Loser: Western researchers who failed to reproduce a stable laboratory analogue. The success of the Gatchina setup in creating long-lived luminous objects that float upward (indicating low density—i.e., hydrogen) has proven unique. No analogues with such stability and lifetime have yet been created in the USA, Europe, or Japan.

What the Media Isn't Saying

First: The discovery does not answer the most important practical question—how to protect against ball lightning.

Yes, we now know it's a hydrogen aerosol. But knowing the chemical composition does not automatically provide a way to predict where and when it will appear. Ball lightning occurs during thunderstorms, but not every thunderstorm. The conditions for its generation are still unclear. The aerosol theory explains what it consists of, but not why it appears in some places and not others.

Second, and most importantly. The laboratory analogue from Gatchina requires a high-voltage electric discharge in the presence of water. This means that producing "man-made ball lightning" requires industrial setups, not household outlets. No practical application in energy or defense is foreseeable in the near future—unless someone figures out how to use a hydrogen aerosol with prolonged glow for something useful.

Third: Academician Parmon directly stated that "ball lightning appears at relatively low temperatures." This clarification is important. That is, the phenomenon does not occur in hot, humid climates—specific temperature conditions are needed. This imposes constraints on the geography of research and on possible natural disasters associated with ball lightning.

Fourth, and this is especially important.
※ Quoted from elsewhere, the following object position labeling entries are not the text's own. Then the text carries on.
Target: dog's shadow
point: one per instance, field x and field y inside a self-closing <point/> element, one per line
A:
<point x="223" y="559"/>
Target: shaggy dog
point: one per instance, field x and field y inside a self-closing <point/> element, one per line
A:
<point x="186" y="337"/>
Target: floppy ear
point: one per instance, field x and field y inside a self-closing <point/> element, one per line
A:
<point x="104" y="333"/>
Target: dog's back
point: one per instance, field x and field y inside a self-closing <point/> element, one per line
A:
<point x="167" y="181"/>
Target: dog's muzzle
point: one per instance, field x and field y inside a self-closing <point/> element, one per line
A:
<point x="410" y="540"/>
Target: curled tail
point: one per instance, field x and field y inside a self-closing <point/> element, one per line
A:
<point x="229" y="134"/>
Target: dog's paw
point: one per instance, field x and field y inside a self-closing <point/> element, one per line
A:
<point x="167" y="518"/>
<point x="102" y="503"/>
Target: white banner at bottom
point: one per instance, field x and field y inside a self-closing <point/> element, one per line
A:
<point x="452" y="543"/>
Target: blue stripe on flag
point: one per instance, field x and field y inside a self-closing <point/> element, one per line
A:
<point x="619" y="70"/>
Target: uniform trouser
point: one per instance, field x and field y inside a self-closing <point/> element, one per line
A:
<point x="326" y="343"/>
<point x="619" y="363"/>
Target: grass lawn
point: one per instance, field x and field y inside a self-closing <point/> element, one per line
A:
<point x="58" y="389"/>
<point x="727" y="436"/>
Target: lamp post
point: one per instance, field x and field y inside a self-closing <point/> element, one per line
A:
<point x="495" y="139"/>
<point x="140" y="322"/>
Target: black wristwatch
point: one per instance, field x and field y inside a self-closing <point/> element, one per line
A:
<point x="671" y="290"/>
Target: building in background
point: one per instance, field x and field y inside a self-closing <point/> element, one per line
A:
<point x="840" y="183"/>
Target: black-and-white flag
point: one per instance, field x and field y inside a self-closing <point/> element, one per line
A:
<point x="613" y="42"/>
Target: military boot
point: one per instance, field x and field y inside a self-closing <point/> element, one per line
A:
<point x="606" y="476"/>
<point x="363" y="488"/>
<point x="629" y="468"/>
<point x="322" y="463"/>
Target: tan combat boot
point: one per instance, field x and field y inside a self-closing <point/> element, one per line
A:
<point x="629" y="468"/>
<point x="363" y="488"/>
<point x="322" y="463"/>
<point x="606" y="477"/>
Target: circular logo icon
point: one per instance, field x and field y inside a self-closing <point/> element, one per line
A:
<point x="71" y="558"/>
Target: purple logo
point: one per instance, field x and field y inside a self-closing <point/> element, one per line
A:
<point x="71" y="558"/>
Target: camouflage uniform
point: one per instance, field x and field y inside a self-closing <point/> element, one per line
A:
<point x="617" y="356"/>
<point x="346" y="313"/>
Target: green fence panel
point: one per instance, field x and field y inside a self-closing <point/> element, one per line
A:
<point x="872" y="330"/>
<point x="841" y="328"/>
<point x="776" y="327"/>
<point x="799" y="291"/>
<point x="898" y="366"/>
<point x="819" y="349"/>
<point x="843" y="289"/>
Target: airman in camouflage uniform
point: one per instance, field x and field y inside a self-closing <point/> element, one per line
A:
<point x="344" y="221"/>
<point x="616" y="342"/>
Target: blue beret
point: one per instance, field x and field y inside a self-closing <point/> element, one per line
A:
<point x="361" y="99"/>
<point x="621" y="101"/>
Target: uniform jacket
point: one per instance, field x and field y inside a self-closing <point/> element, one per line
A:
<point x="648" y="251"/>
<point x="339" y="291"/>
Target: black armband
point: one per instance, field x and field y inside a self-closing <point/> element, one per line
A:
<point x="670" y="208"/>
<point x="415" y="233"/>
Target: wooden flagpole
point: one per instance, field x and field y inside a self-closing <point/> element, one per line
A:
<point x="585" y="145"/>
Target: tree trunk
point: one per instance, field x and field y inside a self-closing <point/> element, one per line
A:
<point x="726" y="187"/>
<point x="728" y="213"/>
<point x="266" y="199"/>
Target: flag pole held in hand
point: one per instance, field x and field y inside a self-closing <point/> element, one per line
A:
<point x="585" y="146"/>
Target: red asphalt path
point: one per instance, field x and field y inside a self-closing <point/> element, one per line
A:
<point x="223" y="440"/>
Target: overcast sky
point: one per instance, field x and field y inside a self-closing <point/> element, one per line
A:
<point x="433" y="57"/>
Ball lightning is a water aerosol with hydrogen. Hydrogen ignites easily. When ball lightning explodes, it releases energy equivalent to a small amount of TNT (up to several hundred grams). But press releases omit this to avoid panic. In practice, knowing the composition allows the development of neutralization methods—for example, spraying hydrogen recombination catalysts (ironically, this is exactly what the Boreskov Institute of Catalysis SB RAS does). That is, the institute that made the discovery has the technological base to also create an antidote.

Forecast: Next 30 Days and 90 Days

30 days:

Expect a publication in a peer-reviewed scientific journal (most likely in the Russian Journal of Experimental and Theoretical Physics or the international Physical Review E). It will present experimental data—glow spectra, density measurements, gas analysis results. If the journal is high-impact, the discovery will gain international resonance.
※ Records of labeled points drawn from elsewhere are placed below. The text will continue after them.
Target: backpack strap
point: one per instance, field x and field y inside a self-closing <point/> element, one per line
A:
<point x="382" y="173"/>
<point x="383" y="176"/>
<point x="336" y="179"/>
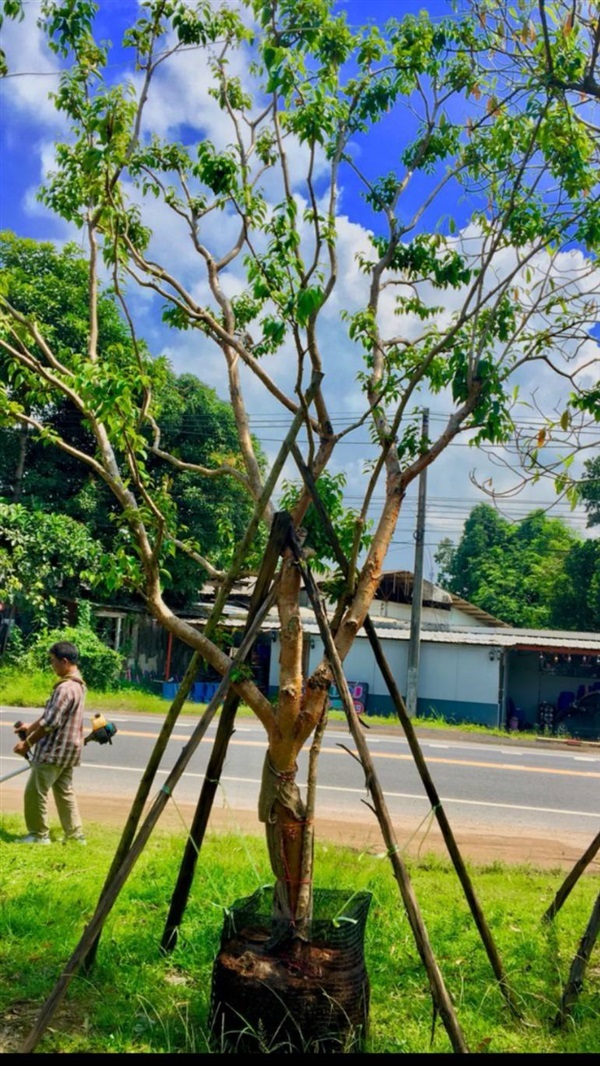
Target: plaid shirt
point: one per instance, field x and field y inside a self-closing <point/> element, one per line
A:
<point x="63" y="721"/>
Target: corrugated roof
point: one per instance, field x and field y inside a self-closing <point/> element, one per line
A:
<point x="394" y="629"/>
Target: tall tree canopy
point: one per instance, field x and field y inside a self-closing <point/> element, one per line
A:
<point x="536" y="574"/>
<point x="189" y="420"/>
<point x="482" y="108"/>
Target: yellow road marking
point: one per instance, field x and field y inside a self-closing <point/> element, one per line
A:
<point x="405" y="758"/>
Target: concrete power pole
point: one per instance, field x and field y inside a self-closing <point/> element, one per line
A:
<point x="415" y="642"/>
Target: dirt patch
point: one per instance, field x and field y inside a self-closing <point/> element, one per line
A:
<point x="479" y="844"/>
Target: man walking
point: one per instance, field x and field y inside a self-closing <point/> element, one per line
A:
<point x="58" y="737"/>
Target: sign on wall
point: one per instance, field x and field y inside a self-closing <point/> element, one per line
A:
<point x="358" y="691"/>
Also likely are inquiries from the Ministry of Emergency Situations and the Ministry of Defense. If the aerosol nature is confirmed, the question arises: can ball lightning be generated artificially (for military purposes—as a blinding or distracting device) or, conversely, suppressed (to protect critical infrastructure). Scientists at the Kurchatov Institute will likely receive additional funding for these studies.

90 days:

By August 2026, Japanese, Chinese, and American laboratories will attempt to replicate the Gatchina experiment. If they succeed, the aerosol theory will become universally accepted. If not, doubts will arise about whether the laboratory object is truly identical to the natural one.
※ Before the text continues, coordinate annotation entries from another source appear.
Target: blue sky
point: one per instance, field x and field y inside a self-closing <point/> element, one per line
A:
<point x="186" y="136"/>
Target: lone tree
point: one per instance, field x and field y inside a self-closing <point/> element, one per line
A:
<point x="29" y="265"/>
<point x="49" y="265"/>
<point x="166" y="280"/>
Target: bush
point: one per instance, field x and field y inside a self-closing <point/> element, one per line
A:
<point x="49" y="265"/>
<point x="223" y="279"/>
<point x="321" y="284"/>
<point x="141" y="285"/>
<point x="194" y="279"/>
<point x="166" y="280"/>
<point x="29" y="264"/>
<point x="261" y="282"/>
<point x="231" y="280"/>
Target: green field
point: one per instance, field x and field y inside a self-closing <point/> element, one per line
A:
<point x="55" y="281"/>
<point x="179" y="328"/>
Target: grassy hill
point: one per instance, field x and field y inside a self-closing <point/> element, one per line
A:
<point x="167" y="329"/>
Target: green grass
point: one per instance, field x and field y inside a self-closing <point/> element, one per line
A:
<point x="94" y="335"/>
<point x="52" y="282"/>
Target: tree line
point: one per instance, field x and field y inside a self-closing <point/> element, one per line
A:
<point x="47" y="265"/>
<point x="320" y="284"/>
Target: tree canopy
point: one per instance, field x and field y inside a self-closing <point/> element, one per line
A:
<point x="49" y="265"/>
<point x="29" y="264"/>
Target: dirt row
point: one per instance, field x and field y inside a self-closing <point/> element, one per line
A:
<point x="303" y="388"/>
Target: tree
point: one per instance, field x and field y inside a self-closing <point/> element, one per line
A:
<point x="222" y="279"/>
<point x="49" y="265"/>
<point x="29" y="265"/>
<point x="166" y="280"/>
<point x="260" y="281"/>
For investors: there are no direct assets here. But there is an indirect signal. If the Boreskov Institute of Catalysis SB RAS or the Kurchatov Institute announce the creation of a technology to neutralize ball lightning (e.g., by spraying a catalyst into the air), it could be in demand by insurance companies and critical infrastructure operators (power lines, airports, oil storage facilities). The market for such protection is potentially hundreds of millions of dollars.

For now, we have witnessed one of physics' most mysterious puzzles receive a simple and elegant explanation. Ball lightning turned out to be not plasma, but an ordinary (well, almost ordinary) hydrogen-laced fog. This is an achievement of Russian science that will enter the physics textbooks of the next generation. But the path to practical application is no shorter than from the discovery of the electron to the creation of the computer.